Given the size of the company (Comcast) I only received one call back throughout my dealings with them. Comcast Cable Modem Problem I received much better results locating our nearest local office and going there and talking to someone in person. The local office is where the technicians are scheduled and where they decide who's problems are going to be addressed on any given day.


----------



## johnwill (Sep 26, 2002)

My experience with Comcast is that if you ever manage to get the ear of someone remotely technically competent, they will usually solve the problem. Once I found a guy that actually understood what I was talking about on problems, the rest was easy. :smile:


----------



## barefootjeremy (Oct 4, 2005)

*update*

sorry, I have so many diff. forum sites, I forgot about this one. It didnt email me that anyone posted! I'll be checking here 1st from now on!

I dont know anything about cable, but I do try and use logic. Anyways...



> My take is get the standard, stand alone modem the cable company recommends and then build from there.


I want to try this one, but comcast guys shrug thier shoulders at getting another modem besides the smc do-it-all.



> try going to a comcast office nearby


I shouldnt have to resort to this, but will if I have to as last resort. 
-Maybe they could pay me for coming out to fix my problem. :grin: 



> I'd be curious what they say about the errors you're getting.


The answer is NOTHING! Literally, they wait there with nothing to say when I ask them if there is someone who can tell me what the modem error log or T3 timeout means.

So its now 5 weeks and ive been gone a lot, but my company has taken the following actions (only because comcast is our only option!): 

We changed our account status thru billing dept. to 'commercial'. Apparently we were under 'business'/residential. That has stopped the insane transfers and we at least get to the right department! 

Comcast sent out 2 guys who didnt know anything, called their managers, and I told them to check their end because we've spent countless hours (trust me) eliminating our end(one computer + one modem + one cable line = downtime).

Ive still yet to find out IF any poles, lines, boxes, whatever were checked and promised serveral calls back by 3 different managers and 5 different tech support from different 'tier levels'. Never got a call and still wondering if they are gonna check their end of things.

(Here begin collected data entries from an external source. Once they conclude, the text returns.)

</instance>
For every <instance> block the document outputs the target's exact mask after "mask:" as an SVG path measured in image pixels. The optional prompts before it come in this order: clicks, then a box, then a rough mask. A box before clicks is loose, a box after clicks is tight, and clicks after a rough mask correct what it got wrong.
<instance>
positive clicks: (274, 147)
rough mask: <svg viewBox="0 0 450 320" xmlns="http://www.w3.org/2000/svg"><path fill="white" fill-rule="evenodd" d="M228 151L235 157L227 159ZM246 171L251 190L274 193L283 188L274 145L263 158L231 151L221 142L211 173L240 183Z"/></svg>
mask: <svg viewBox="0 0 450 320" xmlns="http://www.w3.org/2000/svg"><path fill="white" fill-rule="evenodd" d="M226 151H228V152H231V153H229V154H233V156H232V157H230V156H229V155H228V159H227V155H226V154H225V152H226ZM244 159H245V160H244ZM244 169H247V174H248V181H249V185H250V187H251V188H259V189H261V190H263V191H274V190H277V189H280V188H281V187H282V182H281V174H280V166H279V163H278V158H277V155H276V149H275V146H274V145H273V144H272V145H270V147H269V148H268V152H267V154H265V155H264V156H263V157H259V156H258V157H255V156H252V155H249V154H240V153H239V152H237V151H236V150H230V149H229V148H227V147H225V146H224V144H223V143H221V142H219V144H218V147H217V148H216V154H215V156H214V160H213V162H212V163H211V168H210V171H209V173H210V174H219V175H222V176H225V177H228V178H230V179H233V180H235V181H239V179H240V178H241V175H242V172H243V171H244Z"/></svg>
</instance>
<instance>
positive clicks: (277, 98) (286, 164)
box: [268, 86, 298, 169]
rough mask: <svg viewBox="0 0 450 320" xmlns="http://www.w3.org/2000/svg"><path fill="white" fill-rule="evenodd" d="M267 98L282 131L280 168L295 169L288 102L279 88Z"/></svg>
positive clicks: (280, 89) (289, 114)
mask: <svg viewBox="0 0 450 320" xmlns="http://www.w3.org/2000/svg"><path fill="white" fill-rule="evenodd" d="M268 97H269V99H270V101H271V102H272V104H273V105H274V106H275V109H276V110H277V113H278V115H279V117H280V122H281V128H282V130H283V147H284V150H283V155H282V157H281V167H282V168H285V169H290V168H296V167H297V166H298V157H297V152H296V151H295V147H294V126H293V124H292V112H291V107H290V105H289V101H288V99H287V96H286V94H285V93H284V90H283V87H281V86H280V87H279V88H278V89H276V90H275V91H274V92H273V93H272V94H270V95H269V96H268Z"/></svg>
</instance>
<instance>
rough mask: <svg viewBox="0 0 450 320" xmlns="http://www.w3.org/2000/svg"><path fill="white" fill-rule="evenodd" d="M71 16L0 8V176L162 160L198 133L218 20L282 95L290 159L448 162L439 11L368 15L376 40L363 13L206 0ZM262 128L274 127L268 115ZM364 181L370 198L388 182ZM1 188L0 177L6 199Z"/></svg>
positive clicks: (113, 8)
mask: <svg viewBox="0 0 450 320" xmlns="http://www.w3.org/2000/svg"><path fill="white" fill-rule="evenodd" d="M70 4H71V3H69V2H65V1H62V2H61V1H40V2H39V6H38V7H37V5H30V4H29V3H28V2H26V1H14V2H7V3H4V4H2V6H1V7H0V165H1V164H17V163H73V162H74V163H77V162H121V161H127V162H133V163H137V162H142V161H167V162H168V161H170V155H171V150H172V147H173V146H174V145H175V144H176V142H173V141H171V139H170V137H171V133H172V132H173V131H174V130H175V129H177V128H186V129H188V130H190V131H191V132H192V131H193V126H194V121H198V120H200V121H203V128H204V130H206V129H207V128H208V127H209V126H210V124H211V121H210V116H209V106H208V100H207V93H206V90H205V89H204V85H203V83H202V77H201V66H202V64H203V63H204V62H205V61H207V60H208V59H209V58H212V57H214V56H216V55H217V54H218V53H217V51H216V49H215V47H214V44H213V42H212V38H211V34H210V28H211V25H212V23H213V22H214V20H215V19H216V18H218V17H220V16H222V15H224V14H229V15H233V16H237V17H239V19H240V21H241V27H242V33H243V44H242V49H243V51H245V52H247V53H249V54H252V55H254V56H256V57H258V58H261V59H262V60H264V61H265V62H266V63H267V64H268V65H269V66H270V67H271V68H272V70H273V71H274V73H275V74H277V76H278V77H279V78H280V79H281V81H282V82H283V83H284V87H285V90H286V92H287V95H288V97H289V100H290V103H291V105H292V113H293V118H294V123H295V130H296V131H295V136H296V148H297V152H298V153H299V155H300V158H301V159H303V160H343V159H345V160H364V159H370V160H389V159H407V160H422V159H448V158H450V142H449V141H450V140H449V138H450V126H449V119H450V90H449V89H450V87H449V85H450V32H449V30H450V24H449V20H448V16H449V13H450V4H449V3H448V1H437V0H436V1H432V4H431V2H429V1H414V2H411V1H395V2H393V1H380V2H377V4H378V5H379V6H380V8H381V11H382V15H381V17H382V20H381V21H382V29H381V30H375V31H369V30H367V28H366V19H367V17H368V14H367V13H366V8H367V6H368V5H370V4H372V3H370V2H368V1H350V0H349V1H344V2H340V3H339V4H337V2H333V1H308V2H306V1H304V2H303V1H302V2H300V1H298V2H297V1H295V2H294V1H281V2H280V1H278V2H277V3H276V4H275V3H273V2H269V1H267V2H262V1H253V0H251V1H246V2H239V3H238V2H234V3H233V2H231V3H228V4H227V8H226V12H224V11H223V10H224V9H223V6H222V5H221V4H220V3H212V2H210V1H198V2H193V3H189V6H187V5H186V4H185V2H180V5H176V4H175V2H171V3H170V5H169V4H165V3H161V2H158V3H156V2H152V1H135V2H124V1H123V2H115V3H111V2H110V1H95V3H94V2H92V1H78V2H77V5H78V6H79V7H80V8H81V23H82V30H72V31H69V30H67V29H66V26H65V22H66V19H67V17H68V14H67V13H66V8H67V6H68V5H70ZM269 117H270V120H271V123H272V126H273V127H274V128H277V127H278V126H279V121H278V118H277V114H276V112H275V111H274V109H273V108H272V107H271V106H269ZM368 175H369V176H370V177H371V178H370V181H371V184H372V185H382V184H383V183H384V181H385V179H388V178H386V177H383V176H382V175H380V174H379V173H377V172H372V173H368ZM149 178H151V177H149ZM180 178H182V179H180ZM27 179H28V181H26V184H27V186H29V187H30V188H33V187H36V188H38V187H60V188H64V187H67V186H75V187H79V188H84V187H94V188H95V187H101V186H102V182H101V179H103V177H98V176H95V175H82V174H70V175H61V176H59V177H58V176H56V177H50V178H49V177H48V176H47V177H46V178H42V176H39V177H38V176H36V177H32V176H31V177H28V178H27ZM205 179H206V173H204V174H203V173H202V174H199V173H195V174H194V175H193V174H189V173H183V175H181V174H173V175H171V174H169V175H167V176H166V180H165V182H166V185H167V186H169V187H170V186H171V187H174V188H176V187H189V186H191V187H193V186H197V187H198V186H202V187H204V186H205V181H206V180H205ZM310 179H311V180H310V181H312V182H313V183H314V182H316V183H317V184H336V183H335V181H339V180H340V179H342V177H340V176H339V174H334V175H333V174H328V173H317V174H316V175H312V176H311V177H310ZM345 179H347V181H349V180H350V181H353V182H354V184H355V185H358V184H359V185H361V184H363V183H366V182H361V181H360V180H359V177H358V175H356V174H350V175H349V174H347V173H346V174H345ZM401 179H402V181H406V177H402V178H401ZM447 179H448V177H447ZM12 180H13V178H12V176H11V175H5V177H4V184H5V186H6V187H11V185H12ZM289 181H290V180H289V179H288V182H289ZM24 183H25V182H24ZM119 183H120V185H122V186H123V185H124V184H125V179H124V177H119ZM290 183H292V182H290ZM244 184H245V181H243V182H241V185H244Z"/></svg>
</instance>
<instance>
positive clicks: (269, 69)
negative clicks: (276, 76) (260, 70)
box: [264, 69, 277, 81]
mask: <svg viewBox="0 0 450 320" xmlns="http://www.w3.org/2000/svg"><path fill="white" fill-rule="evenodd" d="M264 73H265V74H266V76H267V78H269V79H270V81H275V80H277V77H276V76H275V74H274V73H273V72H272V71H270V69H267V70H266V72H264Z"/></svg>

All the hours we've spent is ridiculous. I shouldnt have to hurt my brain fixing this problem. I dont know cable! They should! They should have the answers instead of me telling them what to try. Its sad. But we have to use them for internet!!!!! :sayno: 

It will be a contest to see which comcast worker can fix the problem. Ill keep you posted.


you guys sound like experts...any of you live in LA? :wink:


----------



## barefootjeremy (Oct 4, 2005)

comcast sending out two 'normal' modems tommorrow...


----------



## johnwill (Sep 26, 2002)

That will certainly simplify the issues involved. :smile:


----------



## barefootjeremy (Oct 4, 2005)

*unsolved mysteries*

I guess we'll never find out why because we are getting dsl.

Apparently, after speaking to several managers at verizon and insisting that everyone else can get dsl in our area, they realized we are in range, they just couldnt trace our phone lines because they were t1!

So we are adding a line and getting dsl to hopefully cure our internet woes. Im ready for fresh tech support blood anyways. thanks all for your support.


----------